Faults and Where to Place Them

I said that the answer to the question I posed at the beginning of this article wasn’t so simple, and it’s not. Almost everything about Fear Itself works – from concept to scene selections, to editing and the score – all except for the core thing it sets out to do; to explore why she (we), through film, seek out the sensation of fear in the most dire moments.

The well-chosen and thoughtfully correlative clips serve as a homage to all the films being featured, though not much else. The words spoken over them quickly became a hindrance for two main reasons: 1. What is being said is not of much value and 2. The slow pace in which the narrator speaks made it feel like I was sitting in traffic, moving slowly every couple of minutes, only to find myself inches ahead of where I was in the first place.

The narrator, whose face remains unseen, talks about how she is drawn to horror movies after being in a car accident, trying to correlate this “real-life” trauma she experienced with her need to cope through film. Do you remember those quotes around the word documentary above? Well, after a little research, it seems that the narrator is a fictional character developed and played by Amy E. Watson.

FEAR ITSELF: A Half-Hearted Exploration Into A Fascinating Subject
Antichrist (2009) – source: IFC Films

While this is not a huge deal, I admittedly felt a bit played by the “documentary” classification. I usually love unreliable narrators, but this is something else entirely. The film had transformed itself from being an authentic and deeply personal genre study (that went on too long) into an illusionary and incomplete work of fiction (that went on for far too long).

Oh the runtime, how I felt you so. Despite being drenched in the richness of one of my favorite genres, it started to feel like a laborious chore to get through. While there are moments of sincere profundity that genuinely stirred me and gave me reason to think about my own relationship with fictional horror, these moments were disappointingly few and far between.

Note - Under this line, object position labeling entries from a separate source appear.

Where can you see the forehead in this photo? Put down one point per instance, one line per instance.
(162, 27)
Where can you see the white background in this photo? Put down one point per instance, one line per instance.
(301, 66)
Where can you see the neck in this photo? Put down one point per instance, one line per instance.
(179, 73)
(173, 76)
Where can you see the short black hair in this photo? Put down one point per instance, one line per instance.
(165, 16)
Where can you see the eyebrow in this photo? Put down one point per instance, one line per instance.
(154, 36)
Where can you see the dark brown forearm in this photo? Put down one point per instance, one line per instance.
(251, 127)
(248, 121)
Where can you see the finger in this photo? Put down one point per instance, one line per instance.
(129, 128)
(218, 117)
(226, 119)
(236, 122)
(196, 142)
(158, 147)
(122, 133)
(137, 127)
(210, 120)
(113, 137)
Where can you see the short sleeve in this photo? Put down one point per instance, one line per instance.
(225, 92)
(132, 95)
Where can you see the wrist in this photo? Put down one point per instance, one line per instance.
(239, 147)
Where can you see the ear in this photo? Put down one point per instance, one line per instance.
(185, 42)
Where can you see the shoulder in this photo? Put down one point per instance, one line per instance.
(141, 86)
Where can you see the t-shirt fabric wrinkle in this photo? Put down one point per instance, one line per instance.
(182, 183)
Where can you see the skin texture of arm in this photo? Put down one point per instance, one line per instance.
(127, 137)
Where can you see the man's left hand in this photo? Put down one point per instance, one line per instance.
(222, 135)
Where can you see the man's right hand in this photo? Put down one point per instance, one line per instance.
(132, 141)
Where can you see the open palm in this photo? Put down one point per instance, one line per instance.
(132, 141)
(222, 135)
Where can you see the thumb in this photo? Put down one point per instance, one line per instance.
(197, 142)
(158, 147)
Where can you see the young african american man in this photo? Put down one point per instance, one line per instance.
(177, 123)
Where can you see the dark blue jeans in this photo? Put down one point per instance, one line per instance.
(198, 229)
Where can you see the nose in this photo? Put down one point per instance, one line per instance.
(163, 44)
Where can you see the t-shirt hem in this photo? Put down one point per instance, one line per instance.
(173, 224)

The insight within the film’s overall message, epiphanies and all, could easily be condensed to about 20% of the film’s run-time.

Exquisite Corpse: The Fusion of Fear and Pleasure

People are fascinated by the visceral sensation of being scared. Real life vulnerable fear is one thing, but when a screen is placed between us and a fictionalized version of that same thing, the screen then becomes a barrier between it and us; creating a safe space to feel and process out fear without the consequences. Watching a horror movie after dealing with real trauma has this wild potential to go back to that awful feeling and place pleasure on it – kind of like a really weird Freudian band-aid. Therefore, what we are ultimately seeking is healing through knowledge.

Eugene Thacker explores the varieties of esoteric thought as it applies to horror in three volumes, beginning with In the Dust of this Planet: Horror of Philosophy Vol 1He suggests that:

We look to the [horror] genre… as offering a way of thinking about the unthinkable world. To confront this idea is to confront the absolute limit of our ability to understand the world in which we live.

Whether or not watching horror movies is an effective form of coping, I’m not sure. I doubt that it will be prescribed by psychiatrists any time soon, but the fact remains that some people (*ahem*, me) turn to it, whether or not they (I) fully understand why. Horror movies have always reflected the neurosis of societal pain and fear, but it absolutely reflects it back at you. It’s up to you as to what to do when confronted by it.

Conclusion

This propensity to watch horror movies as a way to cope with a traumatic experience is something that I certainly relate to, and as studies seem to show, as do many of you. In the words of Stephen King, “We make up horrors to help us cope with the real ones.”

I don’t know if I expected Lyne to get into the Id or into hierophantic principals, but let’s just say that it would have been nice. Perhaps my somewhat banal experience with Fear Itself is a classic case of expectations vs. reality. Was I Joseph Gordon-Levitt getting excited about going to Zooey Deschanel’s party? Are my expectations to blame?

You tell me, dear reader. Please watch Fear Itself and tell me what you think. Will you search for the logic in it all or simply, “feel the fear they want you to feel?”